Half of people would use targeted support if available

10 December 2025

One in two people would use targeted support if available, new research from Dynamic Planner has found.

The research, which surveyed 1,000 people across the UK, found 52% would use targeted support if available, increasing to 62% among those aged 25-44.

In addition, 67% of people felt that targeted support would make it easier for them to get help with financial decisions and more than half (56%) felt targeted support would meet their needs.

Dr Louis Williams, head of psychology and behavioural insights at Dynamic Planner, said: “Taking advantage of targeted support will be particularly beneficial for those who are unaware of the positive impact small changes to managing their finances can make, who feel they have too little to invest or that financial advice isn’t worth the cost.

“Humans are hardwired to avoid risk, and it’s all too easy to put off thinking about things to another day.  But our research shows that even after a simple introduction to the concept of targeted support, people felt more informed and comfortable about what to do – with a little bit of direction in the right way, the inertia begins to fall away.”

People most likely to use targeted support were found to be younger, with medium risk levels and lower levels of wealth, while those with higher levels of wealth felt it would be less beneficial. People with an investment risk profile of 6 were shown to be most keen to use targeted support.

The research also highlighted the benefits of financial advice, with those receiving financial advice in the past 12 months more likely to have confidence in their abilities to manage finances and feel knowledgeable about financial matters.
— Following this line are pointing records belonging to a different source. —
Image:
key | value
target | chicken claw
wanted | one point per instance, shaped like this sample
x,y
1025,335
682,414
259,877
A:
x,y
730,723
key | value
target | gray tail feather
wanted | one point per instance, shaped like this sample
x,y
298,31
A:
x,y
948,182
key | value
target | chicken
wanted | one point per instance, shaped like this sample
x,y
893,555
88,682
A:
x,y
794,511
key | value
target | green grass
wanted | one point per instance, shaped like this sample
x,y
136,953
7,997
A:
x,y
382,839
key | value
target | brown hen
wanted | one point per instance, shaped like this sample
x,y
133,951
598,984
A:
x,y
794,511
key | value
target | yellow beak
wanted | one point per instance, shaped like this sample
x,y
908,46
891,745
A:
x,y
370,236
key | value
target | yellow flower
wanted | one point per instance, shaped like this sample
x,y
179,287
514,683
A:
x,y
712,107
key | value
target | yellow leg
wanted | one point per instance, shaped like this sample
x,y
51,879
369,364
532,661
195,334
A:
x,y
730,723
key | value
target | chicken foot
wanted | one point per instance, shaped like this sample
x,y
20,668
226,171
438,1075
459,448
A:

In contrast, those who had never accessed financial advice find it more difficult to make progress with finances and worry about running out of money.
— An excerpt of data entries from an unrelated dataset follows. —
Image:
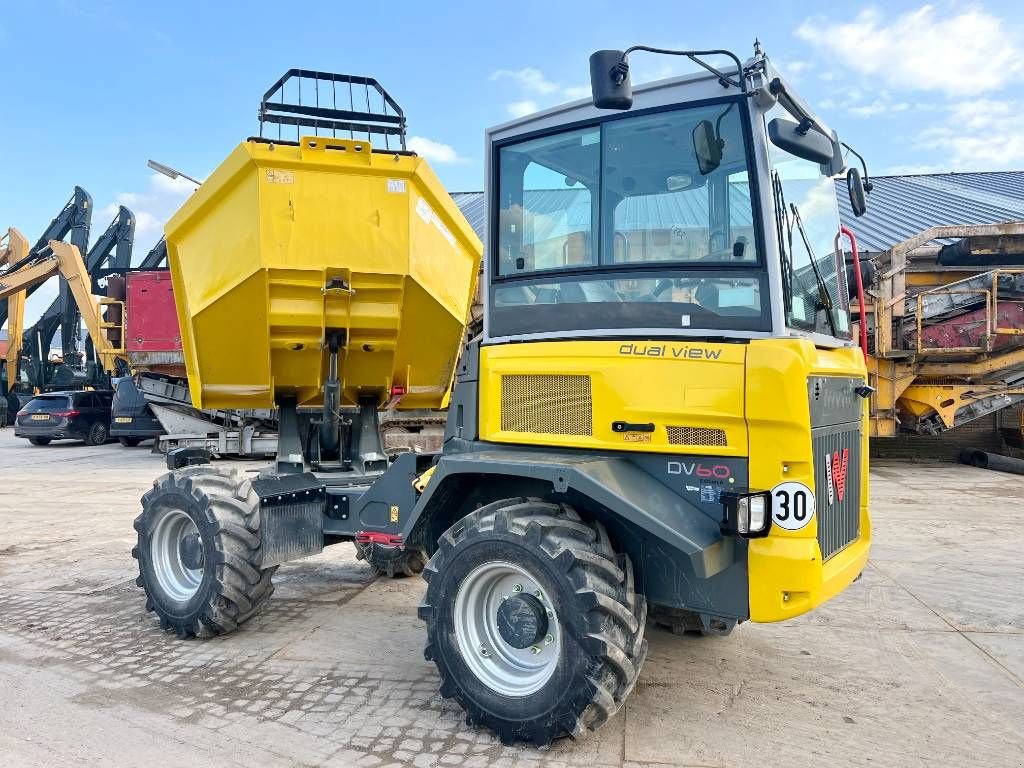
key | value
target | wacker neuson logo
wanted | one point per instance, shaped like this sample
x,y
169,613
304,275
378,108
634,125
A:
x,y
675,351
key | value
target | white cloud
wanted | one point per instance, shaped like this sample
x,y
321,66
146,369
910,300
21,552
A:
x,y
435,152
879,107
981,134
538,90
521,109
577,91
967,52
153,207
911,169
531,81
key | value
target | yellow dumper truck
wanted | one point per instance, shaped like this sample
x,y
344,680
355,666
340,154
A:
x,y
665,415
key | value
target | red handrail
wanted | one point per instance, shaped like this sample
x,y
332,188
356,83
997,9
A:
x,y
862,320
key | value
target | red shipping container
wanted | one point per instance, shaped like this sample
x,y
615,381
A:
x,y
153,339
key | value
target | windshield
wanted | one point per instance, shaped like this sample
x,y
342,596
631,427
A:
x,y
814,291
639,222
47,404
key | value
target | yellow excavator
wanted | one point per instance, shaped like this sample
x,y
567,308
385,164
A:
x,y
20,270
664,417
13,249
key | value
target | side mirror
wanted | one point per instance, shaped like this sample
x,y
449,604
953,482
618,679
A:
x,y
708,147
609,80
855,186
808,144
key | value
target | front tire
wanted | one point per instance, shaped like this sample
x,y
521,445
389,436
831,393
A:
x,y
96,434
199,552
532,621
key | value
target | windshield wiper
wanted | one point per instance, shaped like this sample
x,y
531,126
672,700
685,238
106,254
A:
x,y
783,228
824,299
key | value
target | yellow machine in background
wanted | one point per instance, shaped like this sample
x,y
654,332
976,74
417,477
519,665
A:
x,y
946,329
14,249
665,414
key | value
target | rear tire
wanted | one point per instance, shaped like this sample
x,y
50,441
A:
x,y
576,609
97,434
199,552
391,561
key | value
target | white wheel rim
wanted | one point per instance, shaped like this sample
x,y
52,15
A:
x,y
504,669
175,579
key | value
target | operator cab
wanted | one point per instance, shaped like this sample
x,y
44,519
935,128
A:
x,y
701,210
Dr Philip Courtenay, founder of behavioural consultancy Humans and Money, said: “It’s encouraging to see that consumers are open to targeted support and the value it can bring. But we also know that simply telling people what to do rarely shifts financial behaviour. If firms want to deliver targeted support that works, they must remove the behavioural barriers that hold people back from acting. This means instilling trust, stripping out complexity, and tackling the anxiety many people feel when it comes to changing the way they act with their money.”